Pierre Karl Péladeau s'engage à placer ses avoirs dans une fiducie sans droit de regard s'il devient chef du Parti québécois. Il fera aussi une «déclaration sur l'honneur» l'engageant à ne pas intervenir dans les médias de Québecor.

M. Péladeau a affirmé mercredi qu'il n'a toujours pas décidé s'il briguera la direction du PQ. Mais il martèle que sa décision de se lancer en politique ne l'oblige pas à se départir de l'héritage que lui a laissé son père, Pierre Péladeau, un héritage qu'il souhaite léguer à ses propres enfants.

Pressé par ses adversaires de choisir entre son empire médiatique et la direction du PQ, il promet de placer ses avoirs dans une fiducie sans droit de regard s'il devient chef.

«Si je me portais candidat et que les militants du PQ me choisissent comme chef du parti, et par conséquent comme chef de l'opposition officielle, je peux vous assurer que je mettrai dans une fiducie sans droit de regard les actions que je détiens dans Québecor, a-t-il déclaré. Et ce, alors que la loi ne m'y oblige d'aucune façon.»

Le Code d'éthique des élus de l'Assemblée nationale prévoit que seuls les ministres doivent se départir de leurs avoirs ou les placer en fiducie. La mesure ne s'applique pas aux élus de l'opposition.

«PKP» promet une autre mesure : «Je ferai également, au moment opportun, une déclaration sur l'honneur dans laquelle je m'engagerai solennellement de ne jamais intervenir dans le contenu éditorial des médias d'information de quelque manière que ce soit», a-t-il indiqué.

M. Péladeau se trouve sur la sellette depuis la fin de semaine, lorsque le député péquiste Jean-François Lisée a affirmé qu'il ne peut à la fois diriger le PQ et contrôler une entreprise de presse.

Les adversaires du PQ ont pris la balle au bond à l'Assemblée nationale. La Coalition avenir Québec a proposé une motion qui interdirait à tout député de contrôler un média d'information. Le débat se tiendra mercredi après-midi.

M. Péladeau dit être «visé personnellement» par cette motion.

«La partisanerie outrancière de cette motion dépasse les limites du respect que nous devons tous à nos institutions démocratiques», a-t-il affirmé.

Lisée contre la motion



Celui qui a lancé le débat sur les avoirs de M. Péladeau, Jean-François Lisée, votera contre la motion caquiste, a-t-il indiqué mercredi matin.
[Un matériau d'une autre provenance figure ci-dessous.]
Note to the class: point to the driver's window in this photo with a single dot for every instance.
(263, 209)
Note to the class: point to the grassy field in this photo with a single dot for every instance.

Telle que rédigée, elle pourrait empêcher un député de posséder une revue sur le sport, a-t-il illustré.

M. Lisée n'entend pas non plus proposer des amendements à la motion.

«Je ne veux pas participer à la tentative de la CAQ de se faire du capital politique là-dessus, a-t-il déclaré. Ils sont tellement incompétents qu'ils ont écrit une mauvaise motion.»

Le chef caquiste François Legault n'a pas manqué de railler la prise de position de l'adversaire probable de M. Péladeau dans la course à la direction du PQ.

«M. Lisée est mal pris dans son parti et il cherche un moyen de s'en sortir, a-t-il ironisé. Sur le fond, on dit la même chose. Si M. Lisée veut des amendements, on va en proposer.»

À l'Assemblée nationale, M. Legault s'est dit ouvert à amender sa motion et a pressé les libéraux de l'appuyer. Il a rappelé que Philippe Couillard s'est dit favorable à ce que M. Péladeau vende ses actions lors de la dernière campagne électorale.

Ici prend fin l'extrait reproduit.